I just added my blog to the Mathematics/Statistics page of the Academic Blog Portal.

As the name implies, this is a resource for gathering together links to academic blogs. The FAQ gives the purpose of the blog:

This is a portal that is intended to provide resources for (a) academic bloggers, and (b) people who want to read academic blogs. It is a first step towards Scott McLemee’s suggestion of an aggregating site to provide the academic blogosphere with a greater degree of coherence. The main organizing principle of the site is a list of academic blogs, organized by discipline. Each disciplinary list provides at a minimum links to relevant blogs, and links to Wikipages about those blogs. The site is designed to be as open as possible – people who wish to contribute new forms of content are encouraged to do so.

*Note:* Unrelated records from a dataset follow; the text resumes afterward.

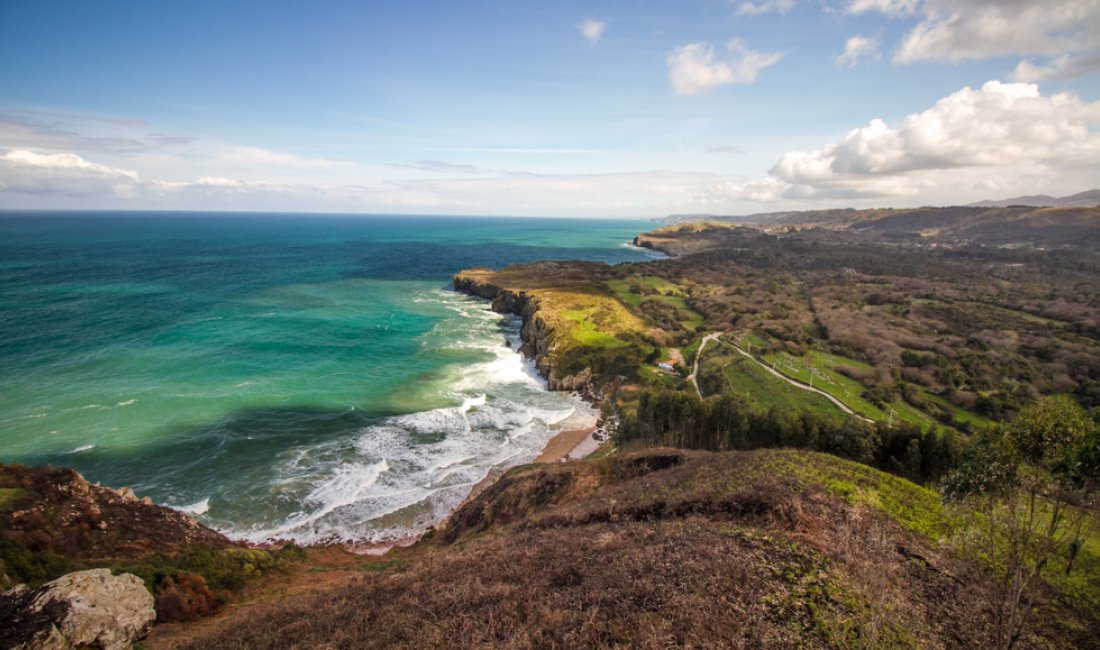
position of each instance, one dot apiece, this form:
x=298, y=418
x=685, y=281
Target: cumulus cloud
x=856, y=48
x=1059, y=67
x=693, y=68
x=592, y=29
x=749, y=8
x=31, y=173
x=1008, y=132
x=959, y=30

They force you to pick one academic area for your blog (algebraic topology, number theory, etc.), which was difficult for me to do. So I took the easy way out and listed my blog under “general mathematics.”

The blogs I read regularly are are written by a wide variety of individuals, from college professors, to high school teachers, to students, to journalists, to mathematical enthusiasts. Unfortunately the qualifications for a blog to be listed, listed below, are too narrow to include all of these blogs.

They’re pretty simple – the blog has to be written by an academic. That is to say, the author should be either a member of a third level institution’s faculty (i.e. community college, college, university, technical institute or whatever), or pursuing a doctoral degree, or employed by a third level institution to do academically relevant work (such as working as a university librarian).

I hope the other bloggers that read my blog will add their blog to this wiki. It is a nice idea to have a master blogroll of academic blogs. If you do not want to get your own account to edit the wiki, but would rather have me add your blog, just put the relevant information in the comment section below (blog name, URL, your name, academic affiliation, subject classification). I’d be happy to add it.